It was a cold, early December morning. I caught a bullet train from Ueno Station heading to Niigata prefecture. After about 3 hours ride by train, I arrived at Uchino station where I was met by one of the winery drivers who took me via shuttle bus to the winery.
It took about 15 minutes to travel from the train station to the hotel where I would be staying the night. The hotel "Vine Spa" is an accommodation facility with a hot spring spa and is located in the center of the Cave D'occi Winery. The wooden material based structure had a warm ambience. It felt very nice especially on a cold rainy day like this. I took off my shoes at the entrance, looking for a pair of slippers but couldn't find any. Wow! They have radiant floor heating and beautiful hardwood floors!
It took three years to develop the geo-thermal spa, which heats its water 1000m below the surface in a unique volcanically active fissure that comes relatively close to the surface. The water has a bit of viscosity and brings up various minerals which are great for the skin.
"Stay with us, and listen to the grapes grow"

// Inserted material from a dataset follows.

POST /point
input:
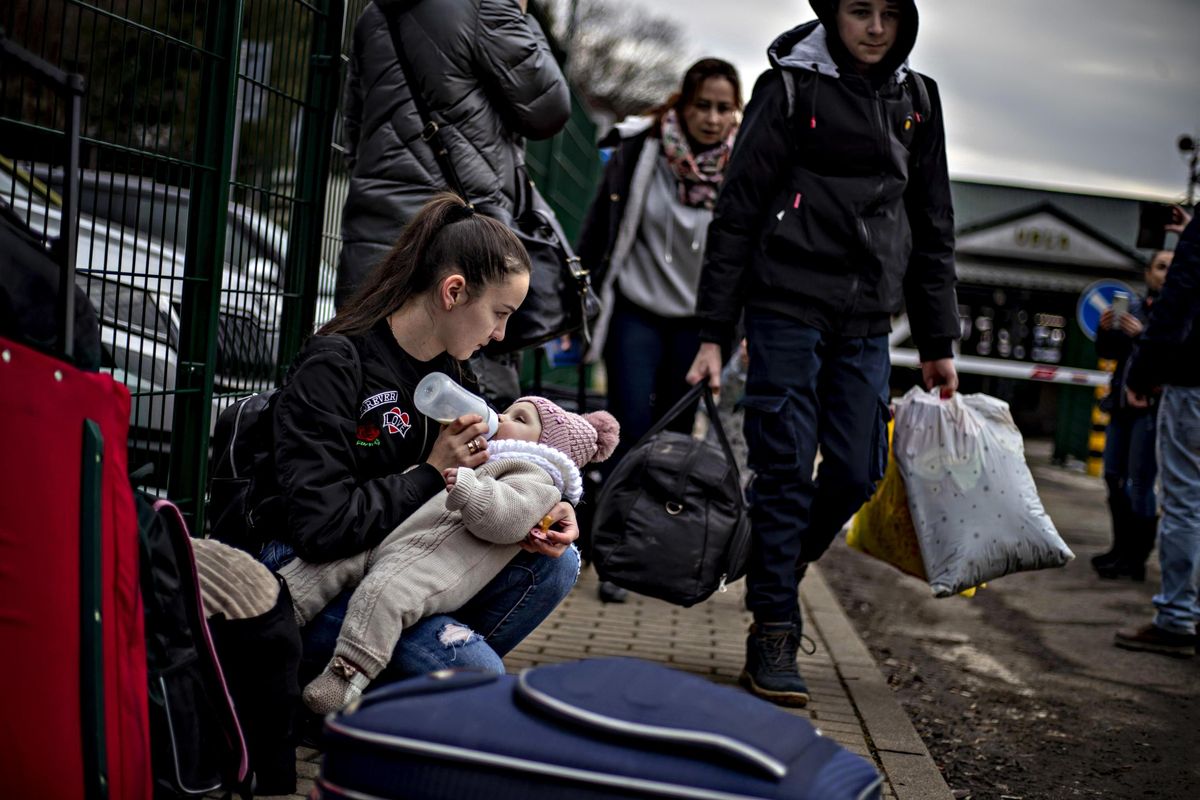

There are four wineries in this area, two restaurants, a bakery, and a wine shop. The founders started out 20 years ago with the hopes of making the area as inviting to wine lovers as the Napa Valley is in the USA; a place where people can stay and enjoy great wines, foods and scenery.
It was already late afternoon when I arrived and I was starving. The receptionist at the hotel recommended two restaurants in the area, so rather than finish a quick lunch inside the hotel, I went out looking for something more unique. A good smell of a wood chip pizza oven invited me to this pretty restaurant.
The inside of the restaurant somehow reminded me of an old Japanese house. When I asked about the architecture, the staff told me that it was built by the famous German architect Karl Bengs who lives in Japan and who is known for using the remains of old Japanese houses in the construction of his architectural designs. This quaint little restaurant was built using materials from an old Japanese house and a temple in Niigata. Some older homes in the Japanese countryside are left abandoned, so this is a really elegant way to recycle these still useful materials.
I picked a glass of Milieu Blanc 2013 to go with my lunch. This Chardonnay based delicately flavored white wine had a refreshing aftertaste and should go well with any meal. It would make a fine daily wine.
I woke up early the next morning and went for a walk. The weather was unstable; it rained, cleared up and then hailed, all within an hour or so during my strolling. I guess it was not my lucky day. Anyway, the place was pretty big and had quite a few different kinds of vegetables being cultivated along with the grapes. The veggies I had last night must have came from here!
Workers were pruning the vineyard in the rain. I forced myself to talk to an elderly man working in the vineyard and asked him what grapes they were working on. He said he was a part-timer and had no idea as there were so many kinds planted in the area. Yea, right without leaves and grapes, they all looked the same to me, too. We both laughed.
It wasn't a good day for strolling since my feet kept catching in the mud, but if the weather were good, I could tell that all four of these wineries (Cave D'occi, Cantina Zio Setto, Domaine Chaud and Fermier) were located within a good distance of each other.
Had I had time more time (always my struggle), I would have made reservations at each of the four wineries for a winery tour of each, but unfortunately, I had to leave early.
I couldn't help thinking how nice this place must be on a sunny summer day with lots of greens and grapes hanging on from the vines. And I definitely would need more than a one day trip to fully enjoy this place. I heard that there will be few more wineries starting up in the area within the next few years. I shall visit here again and see how it develops.